Match alias's are being 'found' during sanitation stage

cavejay / Strippy

Use this Powershell Script to sanitise your logs of configured patterns before handing them off to someone else (like your support team)

MIT License

2 stars 3 forks source link

Match alias's are being 'found' during sanitation stage #31

Open cavejay opened 6 years ago

cavejay commented 6 years ago

Currently if you have a rule that replaces a string with 'abcdefg' and another that replaces 'cde' with 'memes' you'll could end up with abmemes123fg4 which is obviously an undesirable outcome.

in order to prevent this patterning the 'cde' -> 'memes' sanitisation should occur before the 'xx' -> 'abcdefg' sanitisation.

To resolve this bug please either:

add a warning to the config file about this behaviour with steps prevent it (order the rules in the config file to avoid this behaviour)
automatically resolve the ordering of sanitisation at run time using magic (unwritten code)
add a config entry for sanitisation ordering

cavejay commented 6 years ago

On second thoughts I don't think this is a straight forward fix.

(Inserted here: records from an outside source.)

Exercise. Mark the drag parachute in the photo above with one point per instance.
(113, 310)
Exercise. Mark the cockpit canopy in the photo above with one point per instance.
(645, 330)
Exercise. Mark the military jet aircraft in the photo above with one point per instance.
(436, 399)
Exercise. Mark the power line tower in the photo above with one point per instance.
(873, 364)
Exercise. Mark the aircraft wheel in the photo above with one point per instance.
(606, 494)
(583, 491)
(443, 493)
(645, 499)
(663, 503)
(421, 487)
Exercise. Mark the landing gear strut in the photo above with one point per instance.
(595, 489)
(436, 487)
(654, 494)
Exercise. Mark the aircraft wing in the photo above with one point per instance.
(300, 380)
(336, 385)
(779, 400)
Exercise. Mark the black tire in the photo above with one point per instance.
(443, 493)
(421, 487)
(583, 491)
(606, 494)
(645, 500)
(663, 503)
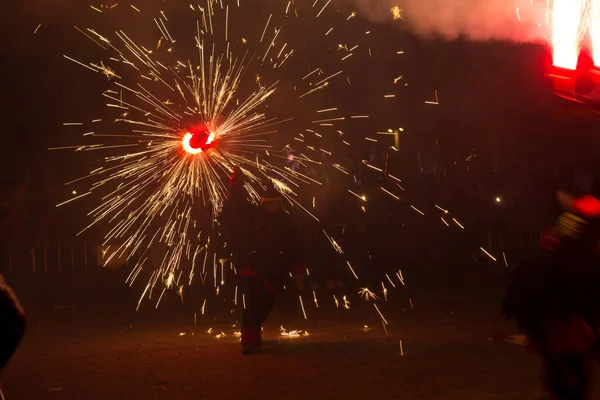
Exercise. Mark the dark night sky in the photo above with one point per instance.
(493, 95)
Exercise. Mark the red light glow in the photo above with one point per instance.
(198, 139)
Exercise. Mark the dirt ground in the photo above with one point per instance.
(441, 349)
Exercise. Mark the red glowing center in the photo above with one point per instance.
(198, 139)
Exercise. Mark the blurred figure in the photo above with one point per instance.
(12, 323)
(554, 296)
(264, 241)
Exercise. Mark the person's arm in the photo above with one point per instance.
(12, 324)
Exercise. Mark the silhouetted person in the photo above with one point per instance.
(264, 241)
(555, 298)
(12, 323)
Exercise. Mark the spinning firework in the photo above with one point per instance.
(192, 121)
(571, 21)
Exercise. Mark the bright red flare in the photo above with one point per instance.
(198, 139)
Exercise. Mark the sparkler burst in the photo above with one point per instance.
(181, 116)
(570, 22)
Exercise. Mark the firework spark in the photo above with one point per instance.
(179, 125)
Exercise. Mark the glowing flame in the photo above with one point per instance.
(397, 13)
(187, 143)
(594, 10)
(567, 30)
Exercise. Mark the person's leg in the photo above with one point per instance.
(566, 377)
(252, 313)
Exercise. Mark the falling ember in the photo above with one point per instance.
(567, 31)
(397, 13)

Matches are dynamically found and replaced with keys based on length. In order to do something other than this the sanitation stage would need to be more intelligent and 'lock' keys once they'd been switched in for a match.

cavejay commented 6 years ago

In the end this bug doesn't stop the files from being cleaned, it just creates an ugly output.

cavejay commented 6 years ago

This bug is also the cause behind the script recursively replacing some rules. When this occurs sanitising may never complete and the resulting files are much larger than the originals.

Example of rule:

"<some regex>"=CleverWellThoughtOutName
"<some regex that matches 'WellThought'"=AnotherCleverWellThoughtOutName

This is something that's quite hard to predict as it requires us to check if the second rule might ever match a replacement string. It is something we could do after collecting all the keys and then warn the user and/or exit out to prevent loss of time.

cavejay commented 4 years ago

Closing #43 should prevent this happening for number-based overlaps.